The following is a transcription of one of my father – Reverend Dr. E. A. Kirker’s – sermons, originally delivered in August 1979, titled :
“Cosmic Orphans?”
One verse in the 147th Psalm which we read earlier, contains two basic affirmations about God: “He heals the broken-hearted; he tells the number of the stars”. The first is about God’s relationship with people, the second with His creation. Let’s reverse the order and begin with the second affirmation: “He tells the number of the stars” or, as the Hebrew may be rendered “He determines the number of stars. He gives to all of them their names”.
Have you tried naming the stars? A young girl crippled by an accident asked that her bed be moved near a window so that she might study the sky at night. Sometime later she told a visitor that she had a name for every star. What, he asked, do you call them? “Well, this bright one is Mom and that one is Dad, and those are my brothers and sisters, and my relations and friends, and the rest are the doctors and nurses who are good to me. Do you know, she added, there are not enough stars to go around?” The minister who told this story concluded with these words to his congregation: “Go home, you thankless people, and count the stars.”
Perhaps you have sat out some evening this summer and studied the sky, watching for a meteor shower or a satellite or SkyLab, or simply to restore your perspective. Around you stretched the universe in all directions: the rest of our solar system, its galaxy and the countless galaxies beyond. Here is no jewelled canopy but endless space with millions of heavenly bodies, each moving in a predetermined path with such dependability that eclipses and other phenomena can be predicted precisely.
For centuries the faith of many people has been found in its strongest basis in God’s revelation through nature. Pointing not only to the heavens above, but to the world of nature around us, in all its wonder and beauty, such folk concluded that because of this evidence of a plan, there must be a Planner. If a design, then a Designer.

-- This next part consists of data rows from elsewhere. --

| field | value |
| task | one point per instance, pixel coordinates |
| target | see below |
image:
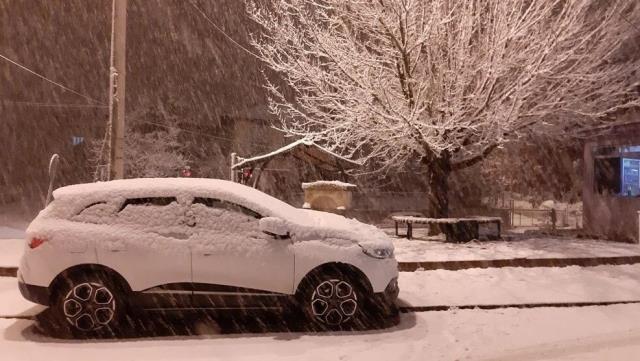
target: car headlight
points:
(380, 253)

This ‘argument from design’ as it has been called, has a long and honourable history. And it has the support of many, if not most, scientists. Writes one, the British astrophysicist Sir Fred Hoyle:
“It is my view that man’s misguided imagination could never have chanced upon such structure as one finds in the universe. No literary genius could possibly have invented a story one-hundredth part as fantastic as the sober facts which have been unearthed by astronomical science.”
But then he adds: “Here we are with scarcely a clue as to whether our existence has any real significance”. When anyone contemplates the immensity of space and realizes that we are dwellers on a tiny planet among incredible billions of stars, one can’t help wondering if we are any more than infinitesimal pieces of futile insignificance. Could we be, as the anthropologist Loren Eiseley suggested in a recent essay, simply “cosmic orphans”?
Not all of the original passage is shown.